Toledoans call for a conversation on race after racial slurs fou - News, Weather, Sports, Toledo, OH

Toledoans call for a conversation on race after racial slurs found in city vehicle

(Source: WTOL) (Source: WTOL)
TOLEDO, OH (WTOL) -

Mayor Wade Kapszukiewicz took time to address every City of Toledo employee Friday about the hand-drawn picture found in a city car.

A photo shows the drawing is of a swastika and reads, "I hate ____," with a racial slur.

In an email to city staff, Mayor Kapszukiewicz says that he was disgusted and appalled. The Mayor says his administration wants to create a culture that celebrates diversity specifically among employees.

In that email he says in part, "We will not tolerate discrimination, harassment, intimidation or threats of any kind toward any employee."

While the progress is welcomed, city leaders are saying more work needs to be done.

It's a hand-drawn note that has captured the attention of several in our community.
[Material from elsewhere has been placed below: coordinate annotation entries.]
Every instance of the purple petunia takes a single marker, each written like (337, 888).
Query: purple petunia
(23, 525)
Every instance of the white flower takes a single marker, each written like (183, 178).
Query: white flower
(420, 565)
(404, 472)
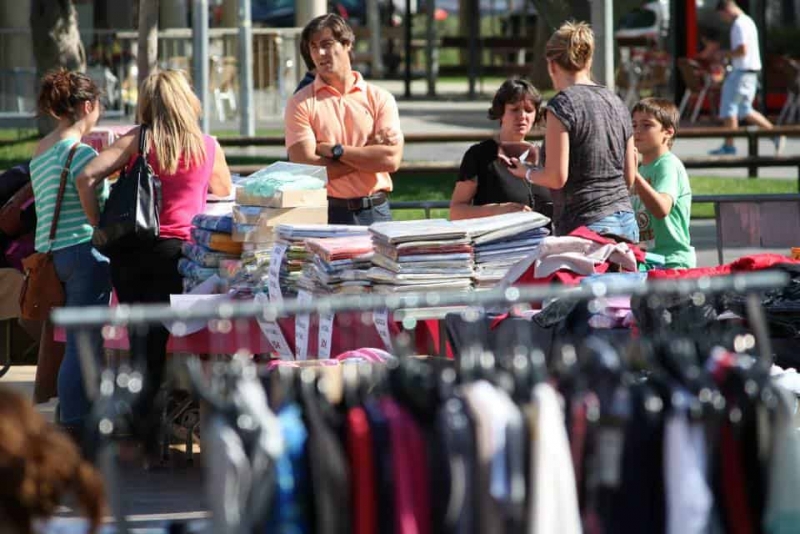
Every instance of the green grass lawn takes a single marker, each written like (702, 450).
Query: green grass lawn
(17, 147)
(440, 187)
The picture depicts hate and racial discrimination.

It deeply offended Councilwoman Yvonne Harper and she wanted to talk to the author.

"Ask them why?  What is the problem? Why do they hate me? Why do you dislike me, don't even know you," Councilwoman Harper questioned.

She immediately reached out to the Mayor demanding change.

While she's glad he is taking the issue seriously, she believes other need to as well. Councilwoman Harper says she believes it starts with education and communication.

“We need to educate ourselves,” Councilwoman Harper said. “We have got to start somewhere education, talk about it and we can't put it to the side."

WTOL 11 tried to talk to Toledoans about racism in our community.

While WTOL 11 spoke with more than 10 people who all agreed we need to speak up about racism, only two were willing to do so on camera.

"Everyone needs to be treated equal,” Gretchen Sepulveda, a mother from Northwood said. “You know we are human beings, we're not all the same."

"It's still an issue,” Jennifer Discher, a Point Place resident said. “We need to announce it, we need to name it when we see it, we need to step forward and challenge people to do better."

All agree the process to end racism and judgment isn't easy and doesn't happen overnight, but say we need to be persistent because it is hurting people.

Councilwoman Harper says she won't stop fighting and hopes other city leaders will join her, especially in the case against the city employee’s hand-drawn note.

"I would like this person to be made an example,” Councilwoman Harper explained. “I would like that the mayor take the opportunity and make this a crime. This is a hate crime."

The mayor says employees in the Division of Water Distribution, the department car the note was found in, will discuss diversity and sensitivity training. He has also announced in the near future an anonymous survey about workplace culture will be released to city employees.

The mayor hopes it will paint a real picture of what is happening in offices and hopes the results will strengthen the work environment for employees and create policy changes as well.